Analyst AI now runs natural-language to SQL to dashboard end-to-end. Text-to-SQL, semantic-layer integration, BI copilots, automated insights, and data-quality checks live in one workflow. Decision-intelligence tools sit on top of dbt or Looker and answer business-leader questions without filing analyst tickets. That changes the analyst role from query-writer to semantic-layer maintainer — the queries are easy, getting them right structurally is the new bottleneck.
How to choose
Warehouse coverage across Snowflake, BigQuery, Databricks, and Redshift is the first filter. Semantic-layer integration with dbt, Cube, or LookML separates real platforms from chat-on-top wrappers. SQL accuracy on production schemas, not demos, decides whether you keep the tool past the trial. Governance, including row-level security, is non-negotiable. Hallucinated metrics in business dashboards are the failure mode that gets tools removed permanently.
Common pitfalls
Trusting text-to-SQL on schemas the model has not seen before — always validate output before sharing. Letting business users self-serve without a semantic layer creates conflicting metrics across teams within weeks. Skipping query-cost monitoring means one bad LLM-generated query can rack up significant warehouse spend overnight.

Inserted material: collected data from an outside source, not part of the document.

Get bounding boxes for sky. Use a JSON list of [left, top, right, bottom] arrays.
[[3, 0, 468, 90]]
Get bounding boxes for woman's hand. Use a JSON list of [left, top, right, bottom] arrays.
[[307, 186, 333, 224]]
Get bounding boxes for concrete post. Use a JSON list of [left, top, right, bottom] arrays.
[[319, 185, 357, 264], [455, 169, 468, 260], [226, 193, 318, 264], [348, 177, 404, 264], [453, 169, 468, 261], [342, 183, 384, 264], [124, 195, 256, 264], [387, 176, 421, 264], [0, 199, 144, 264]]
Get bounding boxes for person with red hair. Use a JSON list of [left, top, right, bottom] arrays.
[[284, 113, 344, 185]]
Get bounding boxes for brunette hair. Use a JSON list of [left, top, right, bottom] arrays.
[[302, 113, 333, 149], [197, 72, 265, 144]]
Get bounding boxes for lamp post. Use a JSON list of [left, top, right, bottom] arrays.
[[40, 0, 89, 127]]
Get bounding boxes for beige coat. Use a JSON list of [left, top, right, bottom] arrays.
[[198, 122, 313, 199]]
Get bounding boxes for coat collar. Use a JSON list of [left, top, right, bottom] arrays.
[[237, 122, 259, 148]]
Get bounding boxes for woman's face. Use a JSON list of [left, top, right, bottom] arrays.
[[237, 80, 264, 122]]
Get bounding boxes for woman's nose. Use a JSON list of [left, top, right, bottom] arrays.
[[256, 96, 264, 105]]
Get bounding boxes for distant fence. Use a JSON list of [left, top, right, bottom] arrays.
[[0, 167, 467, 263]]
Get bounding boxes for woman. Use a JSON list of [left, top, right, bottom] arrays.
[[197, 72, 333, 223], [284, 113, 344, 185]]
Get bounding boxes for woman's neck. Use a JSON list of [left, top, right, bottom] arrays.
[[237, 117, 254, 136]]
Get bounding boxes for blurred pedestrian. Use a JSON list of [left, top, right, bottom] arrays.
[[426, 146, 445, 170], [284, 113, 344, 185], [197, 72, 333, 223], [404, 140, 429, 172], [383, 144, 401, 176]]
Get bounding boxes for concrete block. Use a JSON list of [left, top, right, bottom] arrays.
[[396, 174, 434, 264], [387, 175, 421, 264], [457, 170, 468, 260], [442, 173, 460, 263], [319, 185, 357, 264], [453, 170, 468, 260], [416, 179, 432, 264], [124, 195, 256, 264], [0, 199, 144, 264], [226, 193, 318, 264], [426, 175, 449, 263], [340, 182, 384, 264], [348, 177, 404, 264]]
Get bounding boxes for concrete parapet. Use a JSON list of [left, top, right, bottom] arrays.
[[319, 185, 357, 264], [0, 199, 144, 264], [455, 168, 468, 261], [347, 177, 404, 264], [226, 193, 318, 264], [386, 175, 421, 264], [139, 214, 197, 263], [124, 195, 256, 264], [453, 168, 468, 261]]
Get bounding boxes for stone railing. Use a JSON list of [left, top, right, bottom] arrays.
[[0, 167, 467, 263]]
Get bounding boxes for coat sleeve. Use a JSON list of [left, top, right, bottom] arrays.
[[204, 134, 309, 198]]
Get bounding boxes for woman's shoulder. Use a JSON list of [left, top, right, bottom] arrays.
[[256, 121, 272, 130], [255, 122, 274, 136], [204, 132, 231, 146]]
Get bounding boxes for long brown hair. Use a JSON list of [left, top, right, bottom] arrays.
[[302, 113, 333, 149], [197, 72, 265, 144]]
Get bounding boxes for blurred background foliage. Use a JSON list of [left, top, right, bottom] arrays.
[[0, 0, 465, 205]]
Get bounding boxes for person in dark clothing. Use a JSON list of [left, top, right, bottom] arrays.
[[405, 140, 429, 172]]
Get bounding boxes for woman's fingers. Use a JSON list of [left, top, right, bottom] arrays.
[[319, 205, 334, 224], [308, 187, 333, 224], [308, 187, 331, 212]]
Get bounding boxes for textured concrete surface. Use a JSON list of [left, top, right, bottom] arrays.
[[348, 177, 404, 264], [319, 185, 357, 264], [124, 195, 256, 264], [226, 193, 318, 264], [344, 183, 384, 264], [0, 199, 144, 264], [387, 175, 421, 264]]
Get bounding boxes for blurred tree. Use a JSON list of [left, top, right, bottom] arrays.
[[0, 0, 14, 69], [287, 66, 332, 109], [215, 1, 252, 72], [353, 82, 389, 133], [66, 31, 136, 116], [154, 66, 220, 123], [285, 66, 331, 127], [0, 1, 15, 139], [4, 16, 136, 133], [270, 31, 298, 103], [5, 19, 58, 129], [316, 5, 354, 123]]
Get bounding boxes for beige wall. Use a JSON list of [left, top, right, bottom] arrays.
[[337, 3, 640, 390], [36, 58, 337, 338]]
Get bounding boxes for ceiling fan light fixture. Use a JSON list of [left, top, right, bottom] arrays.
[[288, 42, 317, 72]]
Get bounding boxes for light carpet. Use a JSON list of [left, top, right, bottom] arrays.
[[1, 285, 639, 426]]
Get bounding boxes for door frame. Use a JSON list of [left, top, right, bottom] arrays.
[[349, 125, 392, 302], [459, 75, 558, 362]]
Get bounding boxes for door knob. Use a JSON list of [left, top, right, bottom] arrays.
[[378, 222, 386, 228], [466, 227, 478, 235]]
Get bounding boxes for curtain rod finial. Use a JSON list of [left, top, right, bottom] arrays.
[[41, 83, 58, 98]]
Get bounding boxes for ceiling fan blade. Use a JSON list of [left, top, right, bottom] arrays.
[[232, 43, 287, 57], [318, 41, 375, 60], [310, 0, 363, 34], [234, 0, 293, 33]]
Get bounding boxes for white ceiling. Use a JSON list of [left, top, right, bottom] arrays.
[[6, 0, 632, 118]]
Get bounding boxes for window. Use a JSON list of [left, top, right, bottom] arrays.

Replacing analysts with bots removes the people who maintain the semantic layer the bots depend on. Augment instead.
Pricing reality
A solo analyst typically spends thirty to eighty monthly on a SQL copilot. A five-analyst team lands between three hundred and eight hundred monthly. A mid-market data team running a full BI copilot runs between two and eight thousand monthly. Enterprise with embedded analytics and semantic AI scales into the low to mid six figures yearly. Watch warehouse compute costs — AI tools generate roughly five to ten times more queries than humans do.
When to upgrade
Move from copy-pasting into a chat tool to in-warehouse copilots once query volume crosses a hundred a week. Add a semantic layer plus AI when stakeholder questions repeat across teams and metric drift starts showing up in board reviews. Step up to enterprise BI copilots only after dbt or Cube are mature — running AI on top of a messy semantic layer multiplies confusion rather than reducing it.